/ClustViz

Visualization of many Clustering Algorithms, via Notebook or GUI

Primary LanguageJupyter NotebookMIT LicenseMIT

Build Status codecov Documentation Status PyPI version Downloads Codacy Badge PEP8 License: MIT

ClustViz

2D Clustering Algorithms Visualization

Check out ClustVizGUI, too

The aim of ClustViz is to visualize every step of each clustering algorithm, in the case of 2D input data.

The following algorithms have been examined:

  • OPTICS

  • DBSCAN

  • HDBSCAN

  • SPECTRAL CLUSTERING

  • HIERARCHICAL AGGLOMERATIVE CLUSTERING

    • single linkage
    • complete linkage
    • average linkage
    • Ward's method
  • CURE

  • BIRCH

  • PAM

  • CLARA

  • CLARANS

  • CHAMELEON

  • CHAMELEON2

  • DENCLUE

Instructions

Documentation: click here

Install with

pip install clustviz

To run BIRCH algorithm, the open source visualization software Graphviz is required. Install Graphviz from the official webpage (https://graphviz.gitlab.io/download/) or using HomeBrew, then modify the PATH variable as follows (replace the string according to the path where you installed Graphviz):

import os
# on Windows usually
os.environ["PATH"] += os.pathsep + 'C:/Program Files (x86)/Graphviz2.38/bin'
# on MacOS usually
os.environ["PATH"] += os.pathsep + '/usr/local/bin'

To run CHAMELEON and CHAMELEON2 algorithms, the METIS library is required. To install it on macOS, execute the following commands (partially taken from here):

# download the file using wget (do it from the website if you prefer)
wget http://glaros.dtc.umn.edu/gkhome/fetch/sw/metis/metis-5.1.0.tar.gz
# uncompress it
gunzip metis-5.1.0.tar.gz
# untar it
tar -xvf metis-5.1.0.tar
# remove the tar
rm metis-5.1.0.tar
# go inside the folder
cd metis-5.1.0
# install it using make
make config shared=1
make install
# export the dll
export METIS_DLL=/usr/local/lib/libmetis.dylib

To install METIS on Windows, go to conda-metis and follow the instructions.

Usage

Let's see a basic example using OPTICS:

from clustviz.optics import OPTICS, plot_clust
from sklearn.datasets import make_blobs

# create a random dataset
X, y = make_blobs(n_samples=30, centers=4, n_features=2, cluster_std=1.8, random_state=42)

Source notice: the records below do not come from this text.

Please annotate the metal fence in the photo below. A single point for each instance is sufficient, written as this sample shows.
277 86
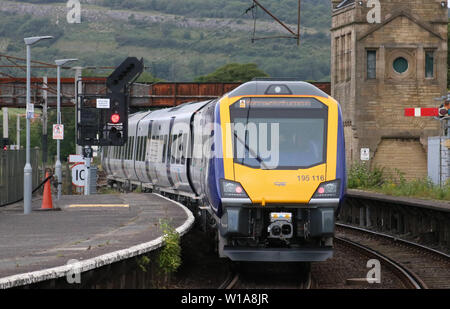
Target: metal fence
12 163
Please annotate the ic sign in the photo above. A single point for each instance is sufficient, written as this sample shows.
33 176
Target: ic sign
78 174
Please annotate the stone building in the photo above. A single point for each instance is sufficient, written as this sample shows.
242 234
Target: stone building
388 55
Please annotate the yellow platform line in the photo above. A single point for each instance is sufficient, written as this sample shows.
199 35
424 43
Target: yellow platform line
99 205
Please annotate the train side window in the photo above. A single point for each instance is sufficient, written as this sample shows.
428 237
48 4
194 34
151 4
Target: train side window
141 148
128 150
129 142
164 149
184 149
173 149
177 149
138 148
144 150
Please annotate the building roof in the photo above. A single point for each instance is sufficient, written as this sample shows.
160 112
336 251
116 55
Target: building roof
344 3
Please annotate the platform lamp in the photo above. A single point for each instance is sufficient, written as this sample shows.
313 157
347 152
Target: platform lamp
28 171
59 64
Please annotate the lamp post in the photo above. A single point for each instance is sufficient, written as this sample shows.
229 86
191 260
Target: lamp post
27 177
59 63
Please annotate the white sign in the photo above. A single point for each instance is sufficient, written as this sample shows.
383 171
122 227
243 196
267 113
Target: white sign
103 103
78 174
58 131
76 159
30 111
365 154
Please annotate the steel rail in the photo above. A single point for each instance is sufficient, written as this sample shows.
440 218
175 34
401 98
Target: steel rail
408 278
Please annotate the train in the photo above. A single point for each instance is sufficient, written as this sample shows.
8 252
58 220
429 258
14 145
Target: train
262 167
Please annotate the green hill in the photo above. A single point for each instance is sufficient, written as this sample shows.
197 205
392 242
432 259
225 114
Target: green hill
179 40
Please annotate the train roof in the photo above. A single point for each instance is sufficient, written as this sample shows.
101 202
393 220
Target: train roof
265 87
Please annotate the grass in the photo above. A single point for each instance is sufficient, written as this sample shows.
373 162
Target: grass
382 180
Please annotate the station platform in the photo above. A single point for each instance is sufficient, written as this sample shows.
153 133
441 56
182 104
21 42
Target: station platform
438 205
96 230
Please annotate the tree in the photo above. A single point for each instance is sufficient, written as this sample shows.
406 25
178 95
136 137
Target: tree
233 72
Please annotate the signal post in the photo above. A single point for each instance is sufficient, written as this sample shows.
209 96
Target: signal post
102 120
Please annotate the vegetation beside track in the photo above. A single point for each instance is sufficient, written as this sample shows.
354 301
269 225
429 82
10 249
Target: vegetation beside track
383 180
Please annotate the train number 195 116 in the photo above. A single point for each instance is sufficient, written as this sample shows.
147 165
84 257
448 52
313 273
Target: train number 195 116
306 178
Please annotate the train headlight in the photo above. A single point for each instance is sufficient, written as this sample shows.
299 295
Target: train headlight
231 189
330 189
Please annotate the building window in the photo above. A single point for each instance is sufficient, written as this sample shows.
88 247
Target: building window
371 64
401 65
429 64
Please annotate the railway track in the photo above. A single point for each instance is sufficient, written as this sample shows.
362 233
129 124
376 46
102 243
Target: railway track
271 278
417 266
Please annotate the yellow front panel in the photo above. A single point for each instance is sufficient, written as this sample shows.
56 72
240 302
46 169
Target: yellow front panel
280 186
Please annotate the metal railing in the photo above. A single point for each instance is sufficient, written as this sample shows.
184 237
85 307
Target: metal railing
12 163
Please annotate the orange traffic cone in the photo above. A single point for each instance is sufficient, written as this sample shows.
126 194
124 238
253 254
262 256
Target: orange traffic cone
47 202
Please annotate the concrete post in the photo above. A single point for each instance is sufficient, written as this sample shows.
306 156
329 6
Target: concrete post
27 181
44 123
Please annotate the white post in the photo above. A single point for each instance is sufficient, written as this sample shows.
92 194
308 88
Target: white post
18 132
5 122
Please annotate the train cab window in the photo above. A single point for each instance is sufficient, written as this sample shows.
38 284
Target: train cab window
280 133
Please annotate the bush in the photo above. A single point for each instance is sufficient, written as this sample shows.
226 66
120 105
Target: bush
361 176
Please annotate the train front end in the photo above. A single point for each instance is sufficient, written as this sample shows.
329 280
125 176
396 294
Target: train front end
283 179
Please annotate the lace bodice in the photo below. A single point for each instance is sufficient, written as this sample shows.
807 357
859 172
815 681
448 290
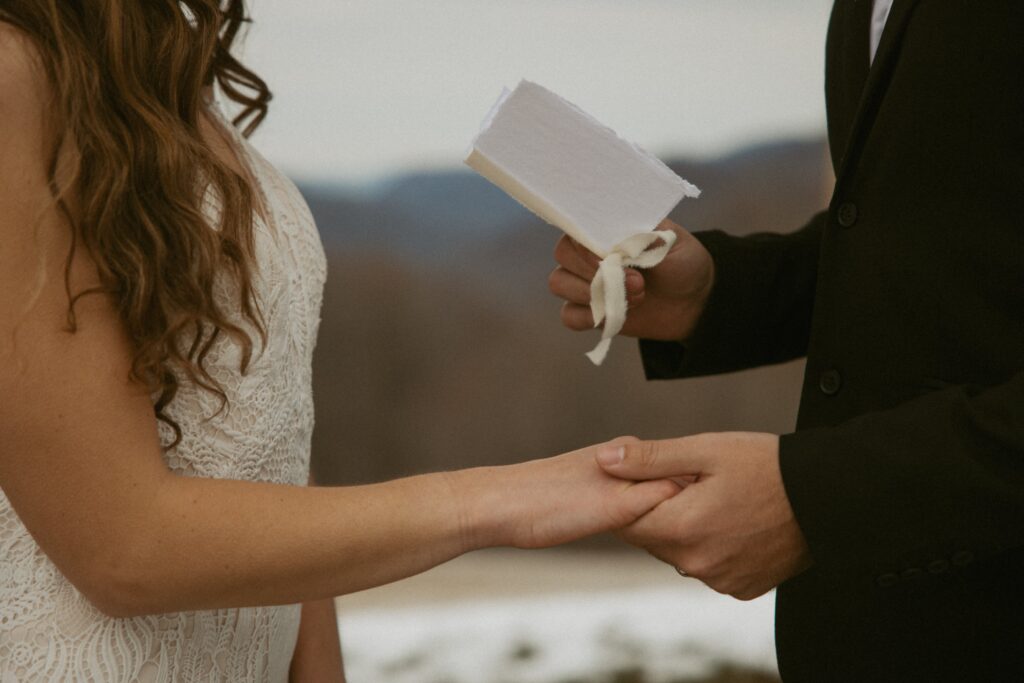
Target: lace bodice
49 632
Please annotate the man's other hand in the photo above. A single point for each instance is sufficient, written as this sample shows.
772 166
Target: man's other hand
665 301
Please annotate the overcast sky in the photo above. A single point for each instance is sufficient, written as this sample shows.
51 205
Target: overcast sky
366 88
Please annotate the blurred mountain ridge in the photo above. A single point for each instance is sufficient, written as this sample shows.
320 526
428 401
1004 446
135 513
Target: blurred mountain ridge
441 347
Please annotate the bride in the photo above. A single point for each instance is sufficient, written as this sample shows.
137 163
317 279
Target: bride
160 287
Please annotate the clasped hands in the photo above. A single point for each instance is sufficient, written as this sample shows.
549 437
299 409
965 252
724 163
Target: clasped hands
730 525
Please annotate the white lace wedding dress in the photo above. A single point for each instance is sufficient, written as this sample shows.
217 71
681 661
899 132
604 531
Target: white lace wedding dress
48 632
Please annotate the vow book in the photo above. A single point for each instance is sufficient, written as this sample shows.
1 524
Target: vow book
605 193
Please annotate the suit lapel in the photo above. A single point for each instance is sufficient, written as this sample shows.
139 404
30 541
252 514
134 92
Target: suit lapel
860 84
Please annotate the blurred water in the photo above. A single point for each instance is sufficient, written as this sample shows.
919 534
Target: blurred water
365 88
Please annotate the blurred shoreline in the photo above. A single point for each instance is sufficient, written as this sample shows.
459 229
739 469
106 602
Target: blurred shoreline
560 615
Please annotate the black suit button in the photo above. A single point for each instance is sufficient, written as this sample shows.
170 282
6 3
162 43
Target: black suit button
911 573
887 581
963 558
847 214
830 382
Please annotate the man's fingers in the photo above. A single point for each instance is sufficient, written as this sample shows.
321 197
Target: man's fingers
653 460
577 259
577 317
569 287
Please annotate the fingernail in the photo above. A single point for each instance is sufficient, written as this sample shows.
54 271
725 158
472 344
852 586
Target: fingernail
608 456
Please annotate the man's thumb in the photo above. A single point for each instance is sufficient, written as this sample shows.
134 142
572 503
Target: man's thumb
648 460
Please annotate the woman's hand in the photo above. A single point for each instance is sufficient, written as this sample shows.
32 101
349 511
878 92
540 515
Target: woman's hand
548 502
665 301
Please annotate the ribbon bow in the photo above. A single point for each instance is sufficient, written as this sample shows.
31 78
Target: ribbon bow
607 290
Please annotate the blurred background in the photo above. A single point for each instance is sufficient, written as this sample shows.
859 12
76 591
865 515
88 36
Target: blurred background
440 346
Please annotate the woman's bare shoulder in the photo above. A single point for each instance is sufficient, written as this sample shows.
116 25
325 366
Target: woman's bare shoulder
23 79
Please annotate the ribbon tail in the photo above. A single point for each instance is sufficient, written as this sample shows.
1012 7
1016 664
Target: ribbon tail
599 352
610 304
607 290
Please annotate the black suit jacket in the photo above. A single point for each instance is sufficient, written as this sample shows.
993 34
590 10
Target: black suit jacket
906 469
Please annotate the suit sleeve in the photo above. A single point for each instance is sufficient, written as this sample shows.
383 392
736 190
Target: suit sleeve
921 488
759 310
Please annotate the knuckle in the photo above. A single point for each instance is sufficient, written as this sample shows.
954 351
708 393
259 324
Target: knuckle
645 453
554 281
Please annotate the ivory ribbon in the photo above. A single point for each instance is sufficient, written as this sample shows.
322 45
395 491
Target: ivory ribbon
607 290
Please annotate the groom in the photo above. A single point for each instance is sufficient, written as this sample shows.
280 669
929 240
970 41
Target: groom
892 519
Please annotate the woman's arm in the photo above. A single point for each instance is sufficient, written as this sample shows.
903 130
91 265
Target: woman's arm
317 650
80 459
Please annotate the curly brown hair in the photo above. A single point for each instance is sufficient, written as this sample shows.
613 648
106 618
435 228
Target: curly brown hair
128 81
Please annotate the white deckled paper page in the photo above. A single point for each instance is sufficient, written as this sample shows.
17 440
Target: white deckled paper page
572 171
577 174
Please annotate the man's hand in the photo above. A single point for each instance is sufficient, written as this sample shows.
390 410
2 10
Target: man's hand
665 301
732 526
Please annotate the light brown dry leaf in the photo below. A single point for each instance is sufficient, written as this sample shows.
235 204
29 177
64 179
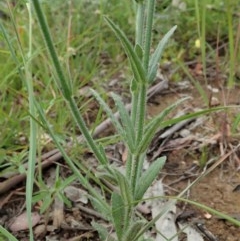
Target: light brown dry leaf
21 222
76 194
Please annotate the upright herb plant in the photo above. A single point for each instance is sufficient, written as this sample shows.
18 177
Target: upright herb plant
132 127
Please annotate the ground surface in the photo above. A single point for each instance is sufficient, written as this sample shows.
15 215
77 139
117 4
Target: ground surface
189 148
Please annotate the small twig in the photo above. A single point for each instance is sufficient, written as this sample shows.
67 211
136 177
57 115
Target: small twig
53 156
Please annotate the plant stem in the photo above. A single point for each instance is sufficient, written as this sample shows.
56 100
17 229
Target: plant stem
148 33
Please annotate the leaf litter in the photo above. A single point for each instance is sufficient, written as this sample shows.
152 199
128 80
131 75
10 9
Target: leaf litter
183 145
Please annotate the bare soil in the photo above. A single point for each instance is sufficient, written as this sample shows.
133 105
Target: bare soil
190 150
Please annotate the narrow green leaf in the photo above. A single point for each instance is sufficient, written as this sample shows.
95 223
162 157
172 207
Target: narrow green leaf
156 56
118 211
148 177
133 230
7 234
139 51
102 209
125 189
126 122
110 114
137 68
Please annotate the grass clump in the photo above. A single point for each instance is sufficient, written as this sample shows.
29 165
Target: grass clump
59 74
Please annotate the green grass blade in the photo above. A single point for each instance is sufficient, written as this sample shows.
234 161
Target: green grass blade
7 234
133 230
137 68
155 58
148 177
126 122
83 180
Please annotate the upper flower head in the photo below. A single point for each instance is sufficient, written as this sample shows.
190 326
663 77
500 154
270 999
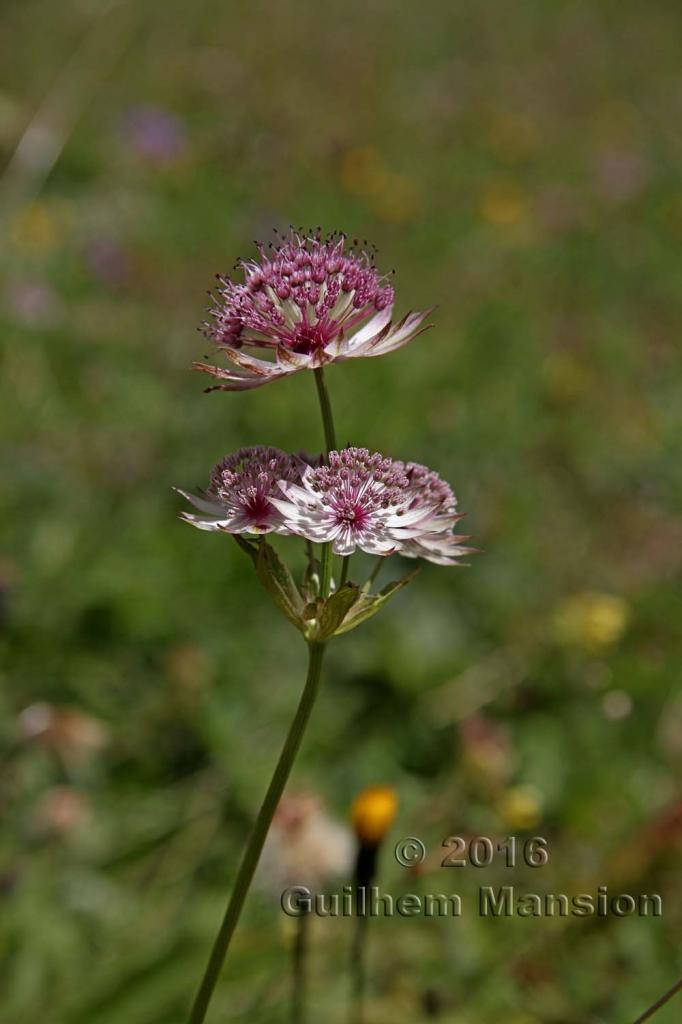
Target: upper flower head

# perform OPTICS algorithm, with plotting enabled
ClustDist, CoreDist = OPTICS(X, eps=2, minPTS=3, plot=True, plot_reach=True)

# plot the final clusters
plot_clust(X, ClustDist, CoreDist, eps=2, eps_db=1.9)

For many other examples, take a look at the detailed clustviz_example notebook.

Repository structure

  1. The folder data/DOCUMENTS contains all the official papers, PowerPoint presentations and other PDFs regarding all the algorithms involved and clustering in general.
  2. The folder clustviz contains the scripts necessary to run the clustering algorithms.
  3. The notebook data/clustviz_example.ipynb lets the user run every algorithm on 2D datasets; it contains a subsection for every algorithm, with the necessary modules and functions imported and some commented lines of code which can be uncommented to run the algorithms.
  4. The folder docs contains the necessary files to build the documentation using Sphinx and ReadTheDocs.
  5. The folder tests contains pytest tests.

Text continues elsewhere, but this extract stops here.